Access dataset batch metadata

To ensure that system columns (metadata columns) are included in the query results, use the SQL command set drop_system_columns=false in your Query Editor. This configures the behavior of your SQL query session. This input must be repeated if you start a new session.

Next, to view the system fields of the dataset, execute a SELECT all statement to display the results from the dataset, for example select * from movie_data.

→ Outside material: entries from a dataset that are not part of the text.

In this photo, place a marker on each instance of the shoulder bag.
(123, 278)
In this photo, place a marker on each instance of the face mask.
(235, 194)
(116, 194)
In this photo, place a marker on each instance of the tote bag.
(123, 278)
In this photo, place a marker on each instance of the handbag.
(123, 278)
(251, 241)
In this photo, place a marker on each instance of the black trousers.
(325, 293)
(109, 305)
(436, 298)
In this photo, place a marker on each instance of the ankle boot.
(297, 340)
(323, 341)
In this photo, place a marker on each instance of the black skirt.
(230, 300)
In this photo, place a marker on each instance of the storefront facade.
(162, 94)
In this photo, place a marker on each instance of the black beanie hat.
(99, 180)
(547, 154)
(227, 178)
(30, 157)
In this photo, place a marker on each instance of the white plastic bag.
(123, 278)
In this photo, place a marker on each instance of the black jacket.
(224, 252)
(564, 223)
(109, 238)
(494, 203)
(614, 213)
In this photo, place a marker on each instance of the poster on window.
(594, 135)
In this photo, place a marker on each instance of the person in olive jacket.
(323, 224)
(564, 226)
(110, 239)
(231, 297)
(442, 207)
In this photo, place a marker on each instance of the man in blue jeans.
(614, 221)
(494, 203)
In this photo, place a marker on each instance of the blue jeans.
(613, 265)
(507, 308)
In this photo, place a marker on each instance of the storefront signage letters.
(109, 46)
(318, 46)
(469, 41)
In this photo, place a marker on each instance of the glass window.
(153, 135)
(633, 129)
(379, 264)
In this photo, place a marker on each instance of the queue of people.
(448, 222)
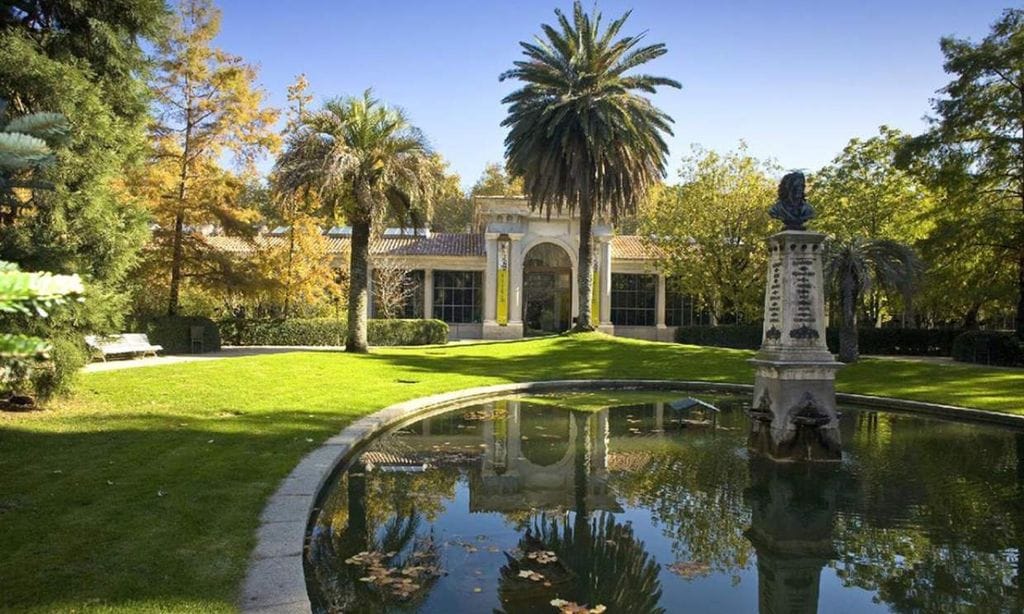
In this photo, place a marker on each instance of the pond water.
(641, 502)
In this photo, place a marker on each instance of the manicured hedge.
(174, 333)
(742, 337)
(331, 332)
(407, 332)
(906, 342)
(988, 347)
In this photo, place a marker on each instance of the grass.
(144, 490)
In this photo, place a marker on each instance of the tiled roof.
(440, 244)
(633, 247)
(624, 247)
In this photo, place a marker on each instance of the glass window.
(459, 296)
(683, 309)
(402, 289)
(633, 299)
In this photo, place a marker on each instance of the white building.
(517, 277)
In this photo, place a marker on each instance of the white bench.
(129, 343)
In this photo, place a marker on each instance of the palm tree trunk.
(848, 350)
(585, 274)
(356, 340)
(177, 257)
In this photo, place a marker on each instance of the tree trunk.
(288, 280)
(177, 258)
(1020, 296)
(971, 317)
(358, 257)
(585, 274)
(848, 351)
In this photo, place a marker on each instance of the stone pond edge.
(275, 577)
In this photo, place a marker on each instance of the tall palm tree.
(580, 135)
(365, 162)
(855, 266)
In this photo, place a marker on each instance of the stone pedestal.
(794, 412)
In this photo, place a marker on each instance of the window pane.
(633, 299)
(458, 296)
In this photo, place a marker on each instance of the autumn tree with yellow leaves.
(207, 107)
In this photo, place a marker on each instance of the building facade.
(516, 277)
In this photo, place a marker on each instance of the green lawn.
(143, 491)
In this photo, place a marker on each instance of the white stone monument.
(794, 412)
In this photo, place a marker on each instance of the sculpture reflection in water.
(583, 558)
(643, 507)
(793, 507)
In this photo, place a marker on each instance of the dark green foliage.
(988, 347)
(68, 355)
(407, 332)
(81, 58)
(582, 135)
(331, 332)
(741, 337)
(974, 151)
(174, 333)
(882, 342)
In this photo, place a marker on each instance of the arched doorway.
(547, 290)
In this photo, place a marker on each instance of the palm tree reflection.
(587, 559)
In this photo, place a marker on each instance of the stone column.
(489, 280)
(428, 294)
(604, 255)
(659, 305)
(515, 292)
(794, 410)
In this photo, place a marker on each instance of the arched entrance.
(547, 290)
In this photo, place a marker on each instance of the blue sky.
(794, 79)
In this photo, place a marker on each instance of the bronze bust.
(792, 208)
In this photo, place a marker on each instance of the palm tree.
(857, 265)
(364, 161)
(580, 135)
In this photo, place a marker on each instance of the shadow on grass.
(161, 516)
(579, 357)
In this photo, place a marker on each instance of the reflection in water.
(792, 506)
(507, 506)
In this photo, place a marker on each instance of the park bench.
(129, 343)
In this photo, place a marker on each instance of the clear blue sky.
(794, 79)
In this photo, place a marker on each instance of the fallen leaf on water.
(689, 569)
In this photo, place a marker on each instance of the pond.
(650, 502)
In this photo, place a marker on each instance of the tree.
(580, 135)
(976, 143)
(711, 229)
(361, 159)
(206, 105)
(26, 149)
(495, 181)
(84, 59)
(291, 206)
(392, 288)
(308, 278)
(453, 211)
(854, 266)
(863, 193)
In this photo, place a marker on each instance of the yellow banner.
(503, 297)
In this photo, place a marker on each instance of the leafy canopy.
(580, 134)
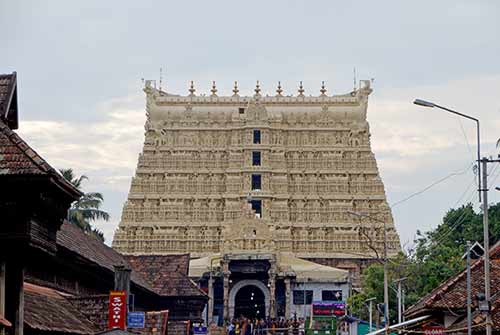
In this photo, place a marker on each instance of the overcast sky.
(80, 66)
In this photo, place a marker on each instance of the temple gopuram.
(279, 190)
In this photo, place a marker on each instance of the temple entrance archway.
(249, 298)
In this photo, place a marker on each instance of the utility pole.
(386, 284)
(469, 298)
(484, 171)
(370, 310)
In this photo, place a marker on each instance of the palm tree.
(87, 208)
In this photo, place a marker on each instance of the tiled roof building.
(55, 277)
(447, 303)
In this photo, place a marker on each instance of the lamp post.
(370, 308)
(386, 284)
(481, 189)
(429, 104)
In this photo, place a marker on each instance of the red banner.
(434, 330)
(117, 316)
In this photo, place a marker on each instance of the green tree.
(86, 209)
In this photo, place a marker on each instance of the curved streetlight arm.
(425, 103)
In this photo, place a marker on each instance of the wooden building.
(446, 305)
(54, 278)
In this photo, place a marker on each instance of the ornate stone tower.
(303, 163)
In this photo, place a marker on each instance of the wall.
(317, 288)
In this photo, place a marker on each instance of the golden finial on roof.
(323, 89)
(214, 89)
(191, 88)
(235, 89)
(257, 88)
(301, 89)
(279, 90)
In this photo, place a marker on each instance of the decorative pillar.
(272, 289)
(226, 273)
(287, 298)
(210, 312)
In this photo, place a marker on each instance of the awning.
(402, 324)
(306, 270)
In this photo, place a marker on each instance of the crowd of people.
(246, 326)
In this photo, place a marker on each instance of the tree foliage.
(435, 257)
(86, 209)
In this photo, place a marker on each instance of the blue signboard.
(136, 319)
(201, 330)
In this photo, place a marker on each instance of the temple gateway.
(260, 191)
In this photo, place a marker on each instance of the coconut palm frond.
(87, 208)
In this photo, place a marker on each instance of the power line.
(460, 172)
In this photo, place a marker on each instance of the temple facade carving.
(302, 164)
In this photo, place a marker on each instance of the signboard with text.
(328, 308)
(434, 330)
(117, 315)
(136, 319)
(200, 330)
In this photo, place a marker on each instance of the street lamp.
(429, 104)
(484, 190)
(386, 284)
(370, 308)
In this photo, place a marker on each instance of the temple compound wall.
(303, 164)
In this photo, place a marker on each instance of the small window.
(298, 297)
(256, 158)
(256, 182)
(257, 207)
(256, 136)
(331, 295)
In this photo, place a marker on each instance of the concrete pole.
(2, 292)
(386, 284)
(370, 317)
(403, 303)
(122, 281)
(399, 302)
(469, 298)
(210, 309)
(287, 298)
(484, 171)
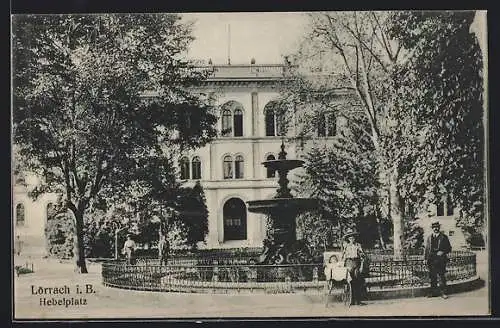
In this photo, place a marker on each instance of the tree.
(83, 119)
(442, 89)
(194, 214)
(375, 52)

The results include two new columns on the right-hand side _acp_system_metadata and _ACP_BATCHID. The metadata columns _acp_system_metadata and _ACP_BATCHID help identify the logical and physical partitions of ingested data.

The DBVisualizer UI with the movie_data table and its metadata columns displayed and highlighted.

When data is ingested into Experience Platform, it is assigned a logical partition based on the incoming data. This logical partition is represented by _acp_system_metadata.sourceBatchId. This ID helps to group and identify the data batches logically before they are processed and stored.

After the data is processed and ingested into the data lake, it is assigned a physical partition represented by _ACP_BATCHID. This ID reflects the actual storage partition in the data lake where the ingested data resides.

Use SQL to understand logical and physical partitions

To help understand how the data is grouped and distributed after ingestion, use the following query to count the number of distinct physical partitions (_ACP_BATCHID) for each logical partition (_acp_system_metadata.sourceBatchId).

SELECT  _acp_system_metadata, COUNT(DISTINCT _ACP_BATCHID) FROM movie_data
GROUP BY _acp_system_metadata

The results of this query are shown in the image below.

The results of a query to show the number of distinct physical partitions for each logical partition.

These results demonstrate that the number of input batches does not necessarily match the number of output batches, as the system determines the most efficient way to batch and store the data in the data lake.

For the purpose of this example, it is assumed that you have ingested a CSV file into Experience Platform and created a dataset called drug_checkout_data.

The drug_checkout_data file is a deeply nested set of 35,000 records. Use the SQL statement SELECT * FROM drug_orders; to preview of the first set of records in the JSON-based drug_orders dataset.

The image below shows a preview of the file and its records.

A preview of the first set of records in the JSON-based drug_orders dataset.